Slowly, his joints creaking, he rose to his feet. He loomed over her; the top of her head did not even reach his shoulders. He stank of ale, sweat, and his old injury.
“You have the curse.” His voice was low, full of danger. “You lie, maggot. Your mother had the reptile in her veins. You carry it within you too.”
“I do not!” She raised her chin, staring up at him, refusing to cower. She would show him her strength in this tent. “You lie to yourself so you may hurt me. I cannot fly as a dragon, but I will fly upon a roc.” She raised her fist. “I am small and weak; you made me so. But my spirit is as strong as bronze.”
Quick as a striking cobra, he reached out and clutched her throat.
She gasped, unable to breathe.
“Your spirit is s
trong?” He leaned down to bring his face close to hers. His breath assailed her. “I could just . . . tighten my grip. And your neck would just . . . snap. Like a pheasant bone. You are a woman, and all women are weak.”
She sputtered, struggling for air, forcing down the urge to strike him. His grip loosened just the slightest, and she whispered hoarse words.
“I am a woman, yes, my chieftain. And I have a woman’s strength.” Even as he held her throat, she tugged at the lacing of her cloak. The patchwork of rat furs fell to the ground. “I have a woman’s gifts to give.”
He released her throat, and she gasped and held her neck, sucking in deep breaths. He took a step back and admired her. She stood naked before him, chin still raised.
She was not comely, Laira knew. Years of hunger had left her body frail. She had not the wide hips or rich breasts the men liked to carve into their images of stone. Red marks covered her skin—the scars of the leeches Shedah, the tribe’s shaman, often placed upon her. The crone would mix the blood in potions she drank; she claimed that the blood of a princess gave her long life. Shedah lingered on in her mockery of life, and the leechcraft left Laira bruised and added to her fragility.

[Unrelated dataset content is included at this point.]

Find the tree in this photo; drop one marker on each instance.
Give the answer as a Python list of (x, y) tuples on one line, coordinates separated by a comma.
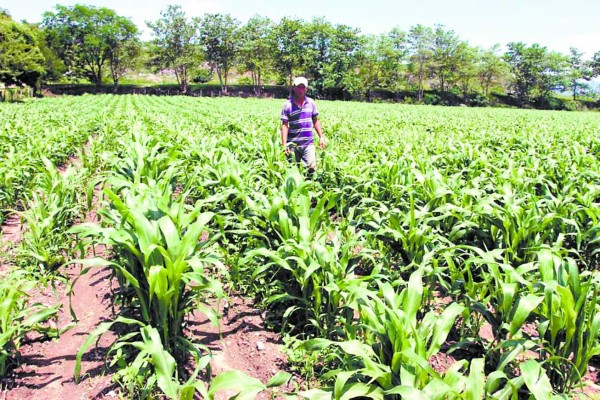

And yet, despite her meager size and marked body, lust filled Zerra’s eyes. Men such as him, hunters and conquerors, were easy to please. They saw every woman, even a scrawny and broken thing like her, as lands to conquer.
“I will give you this body,” she said. “But my chieftain . . . you must give me a roc.”
He stared at her for a long moment, and strangely she no longer trembled. She was no longer afraid. She did not feel exposed. She felt, for the first time in years, in control of her life.
This body, she thought, is the only power I have left.
He doffed his own cloak and removed his tunic. He stood naked before her. The scar that covered half his face—the burn of dragonfire—spread down half his body, twisting his arm, chest, and leg, and even half his manhood bore the marks.